We target the last stable release of Rust using rust-toolchain.toml.
If you are using rustup, that is automatically handled for you.
Otherwise, ensure you have the latest stable version of Rust installed.
Reading Client logs
The Client logs are written as JSONL for machine-readability.
To make them more human-friendly, pipe them through jq like this:
cd path/to/logs # e.g. `$HOME/.cache/dev.firezone.client/data/logs` on Linux
cat *.log | jq -r '"\(.time) \(.severity) \(.message)"'
Resulting in, e.g.
2024-04-01T18:25:47.237661392Z INFO started log
2024-04-01T18:25:47.238193266Z INFO GIT_VERSION = 1.0.0-pre.11-35-gcc0d43531
2024-04-01T18:25:48.295243016Z INFO No token / actor_name on disk, starting in signed-out state
2024-04-01T18:25:48.295360641Z INFO null
Benchmarking on Linux
The recommended way for benchmarking any of the Rust components is Linux' perf utility.

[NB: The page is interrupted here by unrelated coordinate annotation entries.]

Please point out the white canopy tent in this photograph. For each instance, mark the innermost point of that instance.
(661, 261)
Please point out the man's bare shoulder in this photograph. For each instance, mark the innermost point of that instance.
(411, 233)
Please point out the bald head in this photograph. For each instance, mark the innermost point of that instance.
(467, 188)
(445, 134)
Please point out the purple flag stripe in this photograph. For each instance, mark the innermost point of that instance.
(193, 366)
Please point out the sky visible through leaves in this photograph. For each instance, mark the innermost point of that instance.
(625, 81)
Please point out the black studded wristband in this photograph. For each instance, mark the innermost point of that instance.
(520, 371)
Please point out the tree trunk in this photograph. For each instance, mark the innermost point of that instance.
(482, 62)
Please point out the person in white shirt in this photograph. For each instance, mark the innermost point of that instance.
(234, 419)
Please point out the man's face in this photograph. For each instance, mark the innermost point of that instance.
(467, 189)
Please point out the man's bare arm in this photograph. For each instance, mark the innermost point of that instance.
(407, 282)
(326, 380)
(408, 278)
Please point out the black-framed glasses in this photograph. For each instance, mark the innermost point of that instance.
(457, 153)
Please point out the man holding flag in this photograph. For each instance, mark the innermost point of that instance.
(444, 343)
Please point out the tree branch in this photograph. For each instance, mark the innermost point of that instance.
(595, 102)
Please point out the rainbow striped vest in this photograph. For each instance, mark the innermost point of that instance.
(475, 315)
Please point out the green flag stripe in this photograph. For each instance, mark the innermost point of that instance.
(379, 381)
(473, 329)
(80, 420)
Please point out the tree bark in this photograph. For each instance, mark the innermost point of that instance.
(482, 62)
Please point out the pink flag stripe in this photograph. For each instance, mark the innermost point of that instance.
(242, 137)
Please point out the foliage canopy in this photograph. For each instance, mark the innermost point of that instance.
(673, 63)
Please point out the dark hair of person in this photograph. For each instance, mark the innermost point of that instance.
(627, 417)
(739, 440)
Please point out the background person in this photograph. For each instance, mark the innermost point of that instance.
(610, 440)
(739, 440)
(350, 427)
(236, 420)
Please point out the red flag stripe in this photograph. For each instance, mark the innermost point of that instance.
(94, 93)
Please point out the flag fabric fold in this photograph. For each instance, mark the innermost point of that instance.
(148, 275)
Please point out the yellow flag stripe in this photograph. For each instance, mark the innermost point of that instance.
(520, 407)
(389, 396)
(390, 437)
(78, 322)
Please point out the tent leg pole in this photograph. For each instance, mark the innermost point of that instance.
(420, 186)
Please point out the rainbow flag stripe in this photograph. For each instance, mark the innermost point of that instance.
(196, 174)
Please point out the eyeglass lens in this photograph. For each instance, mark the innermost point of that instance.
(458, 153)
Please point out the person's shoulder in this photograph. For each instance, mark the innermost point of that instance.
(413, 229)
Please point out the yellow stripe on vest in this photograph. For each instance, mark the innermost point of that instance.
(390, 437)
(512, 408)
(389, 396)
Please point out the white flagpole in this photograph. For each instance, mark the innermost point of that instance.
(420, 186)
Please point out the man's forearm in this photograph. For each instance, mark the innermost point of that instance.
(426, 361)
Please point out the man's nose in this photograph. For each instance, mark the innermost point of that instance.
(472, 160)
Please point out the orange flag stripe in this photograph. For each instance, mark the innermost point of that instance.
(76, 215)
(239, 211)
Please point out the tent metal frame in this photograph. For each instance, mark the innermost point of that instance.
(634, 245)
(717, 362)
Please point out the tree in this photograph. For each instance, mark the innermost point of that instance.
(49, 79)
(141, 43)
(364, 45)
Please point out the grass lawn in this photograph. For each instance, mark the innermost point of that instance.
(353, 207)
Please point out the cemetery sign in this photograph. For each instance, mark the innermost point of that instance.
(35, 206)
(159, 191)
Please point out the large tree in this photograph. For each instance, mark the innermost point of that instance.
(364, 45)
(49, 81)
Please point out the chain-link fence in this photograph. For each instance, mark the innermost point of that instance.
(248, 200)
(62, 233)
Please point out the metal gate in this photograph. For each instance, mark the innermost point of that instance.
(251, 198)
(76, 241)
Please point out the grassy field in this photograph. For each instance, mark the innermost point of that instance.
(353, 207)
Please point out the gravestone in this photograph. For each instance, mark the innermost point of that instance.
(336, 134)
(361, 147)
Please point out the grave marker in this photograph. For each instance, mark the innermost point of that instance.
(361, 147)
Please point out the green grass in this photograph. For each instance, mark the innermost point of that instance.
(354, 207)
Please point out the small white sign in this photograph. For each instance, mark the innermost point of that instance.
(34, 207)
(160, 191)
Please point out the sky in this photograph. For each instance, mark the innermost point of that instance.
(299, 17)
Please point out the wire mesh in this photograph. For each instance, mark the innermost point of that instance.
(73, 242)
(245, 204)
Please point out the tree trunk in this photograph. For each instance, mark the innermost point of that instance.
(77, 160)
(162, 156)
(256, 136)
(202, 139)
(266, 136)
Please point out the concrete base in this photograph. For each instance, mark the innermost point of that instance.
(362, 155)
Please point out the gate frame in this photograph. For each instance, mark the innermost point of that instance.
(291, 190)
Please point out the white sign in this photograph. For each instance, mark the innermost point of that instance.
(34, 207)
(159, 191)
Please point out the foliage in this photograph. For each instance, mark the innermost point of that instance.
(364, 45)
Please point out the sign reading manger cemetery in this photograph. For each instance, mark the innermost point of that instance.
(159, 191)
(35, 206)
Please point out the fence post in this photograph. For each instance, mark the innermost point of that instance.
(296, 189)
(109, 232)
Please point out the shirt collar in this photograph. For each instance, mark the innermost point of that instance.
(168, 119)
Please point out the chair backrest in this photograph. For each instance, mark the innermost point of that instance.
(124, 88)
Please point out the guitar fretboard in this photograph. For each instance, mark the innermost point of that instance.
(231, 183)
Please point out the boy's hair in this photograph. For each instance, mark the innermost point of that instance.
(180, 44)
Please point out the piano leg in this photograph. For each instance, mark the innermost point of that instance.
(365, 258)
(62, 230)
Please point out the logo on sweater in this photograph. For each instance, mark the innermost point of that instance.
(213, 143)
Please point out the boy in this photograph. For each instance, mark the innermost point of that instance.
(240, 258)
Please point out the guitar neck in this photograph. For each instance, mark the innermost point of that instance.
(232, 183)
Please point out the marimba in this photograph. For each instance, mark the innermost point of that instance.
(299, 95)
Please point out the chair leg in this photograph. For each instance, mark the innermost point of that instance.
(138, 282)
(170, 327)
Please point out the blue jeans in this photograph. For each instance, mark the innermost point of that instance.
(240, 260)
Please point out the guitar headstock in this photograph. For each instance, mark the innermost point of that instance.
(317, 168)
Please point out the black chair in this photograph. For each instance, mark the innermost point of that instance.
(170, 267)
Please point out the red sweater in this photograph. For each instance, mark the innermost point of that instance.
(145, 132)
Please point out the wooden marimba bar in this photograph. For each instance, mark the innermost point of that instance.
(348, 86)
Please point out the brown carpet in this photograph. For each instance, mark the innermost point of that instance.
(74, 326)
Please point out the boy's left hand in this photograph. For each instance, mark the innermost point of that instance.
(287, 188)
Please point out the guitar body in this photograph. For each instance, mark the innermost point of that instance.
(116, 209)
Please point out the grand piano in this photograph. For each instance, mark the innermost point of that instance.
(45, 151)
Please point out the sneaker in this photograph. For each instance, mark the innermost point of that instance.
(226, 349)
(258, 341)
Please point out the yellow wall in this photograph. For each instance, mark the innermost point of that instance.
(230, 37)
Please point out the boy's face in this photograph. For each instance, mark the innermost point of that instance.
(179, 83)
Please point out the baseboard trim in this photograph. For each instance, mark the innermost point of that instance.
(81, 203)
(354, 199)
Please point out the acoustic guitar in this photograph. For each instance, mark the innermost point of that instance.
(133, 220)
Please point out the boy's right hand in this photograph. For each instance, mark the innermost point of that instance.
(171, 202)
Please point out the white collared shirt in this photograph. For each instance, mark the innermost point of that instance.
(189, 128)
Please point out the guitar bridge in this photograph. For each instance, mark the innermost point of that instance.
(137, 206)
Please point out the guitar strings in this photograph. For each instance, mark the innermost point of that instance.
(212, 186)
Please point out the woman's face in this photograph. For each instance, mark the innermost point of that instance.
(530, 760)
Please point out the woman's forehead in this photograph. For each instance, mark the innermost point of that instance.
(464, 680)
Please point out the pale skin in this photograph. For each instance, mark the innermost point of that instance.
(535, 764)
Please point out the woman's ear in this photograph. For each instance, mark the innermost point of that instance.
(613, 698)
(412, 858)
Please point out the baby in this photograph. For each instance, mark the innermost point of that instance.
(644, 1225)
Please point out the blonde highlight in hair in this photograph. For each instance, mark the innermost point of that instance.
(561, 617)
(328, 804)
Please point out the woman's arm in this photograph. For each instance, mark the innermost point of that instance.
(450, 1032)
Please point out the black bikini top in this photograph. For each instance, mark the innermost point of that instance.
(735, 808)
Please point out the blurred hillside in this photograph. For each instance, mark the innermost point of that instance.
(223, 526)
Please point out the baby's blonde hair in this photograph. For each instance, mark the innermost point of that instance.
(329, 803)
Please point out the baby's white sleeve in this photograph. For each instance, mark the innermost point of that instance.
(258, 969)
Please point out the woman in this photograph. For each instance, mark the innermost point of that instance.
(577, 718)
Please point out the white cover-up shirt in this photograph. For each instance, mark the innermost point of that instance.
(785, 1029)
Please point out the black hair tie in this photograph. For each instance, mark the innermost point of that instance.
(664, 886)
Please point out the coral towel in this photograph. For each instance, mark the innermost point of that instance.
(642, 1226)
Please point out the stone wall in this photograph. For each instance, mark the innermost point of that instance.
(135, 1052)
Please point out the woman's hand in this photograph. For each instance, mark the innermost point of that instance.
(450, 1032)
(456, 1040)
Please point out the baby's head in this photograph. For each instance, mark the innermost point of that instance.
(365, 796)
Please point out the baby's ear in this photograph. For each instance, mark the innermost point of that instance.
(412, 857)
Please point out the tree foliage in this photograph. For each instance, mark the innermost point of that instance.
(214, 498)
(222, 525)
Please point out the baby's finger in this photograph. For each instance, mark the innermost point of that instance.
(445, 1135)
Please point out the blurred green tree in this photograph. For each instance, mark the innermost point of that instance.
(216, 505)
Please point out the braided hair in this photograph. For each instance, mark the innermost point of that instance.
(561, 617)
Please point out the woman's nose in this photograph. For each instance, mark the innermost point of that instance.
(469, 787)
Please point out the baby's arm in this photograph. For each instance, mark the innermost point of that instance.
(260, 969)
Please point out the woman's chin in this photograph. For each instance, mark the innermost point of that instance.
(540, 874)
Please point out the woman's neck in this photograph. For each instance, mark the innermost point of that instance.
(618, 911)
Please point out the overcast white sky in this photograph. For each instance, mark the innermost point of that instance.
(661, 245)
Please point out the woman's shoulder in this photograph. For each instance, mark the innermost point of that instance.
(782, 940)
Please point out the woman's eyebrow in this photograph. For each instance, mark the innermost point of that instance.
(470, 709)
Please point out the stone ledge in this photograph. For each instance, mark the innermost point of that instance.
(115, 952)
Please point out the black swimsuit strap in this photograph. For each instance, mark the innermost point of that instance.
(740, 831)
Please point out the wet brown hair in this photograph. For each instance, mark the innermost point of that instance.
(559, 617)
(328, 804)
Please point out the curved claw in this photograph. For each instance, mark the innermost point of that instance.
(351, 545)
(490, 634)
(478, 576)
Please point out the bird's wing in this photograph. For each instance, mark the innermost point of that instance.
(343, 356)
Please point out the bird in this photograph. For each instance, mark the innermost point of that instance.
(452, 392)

For example, to attach to a running application, do:
- Ensure the binary you are profiling is compiled with the
releaseprofile. sudo perf perf record -g --freq 10000 --pid $(pgrep <your-binary>).- Run the speed test or whatever load-inducing task you want to measure.
sudo perf script > profile.perf- Open profiler.firefox.com and load
profile.perf
Instead of attaching to a process with --pid, you can also specify the path to executable directly.
That is useful if you want to capture perf data for a test or a micro-benchmark.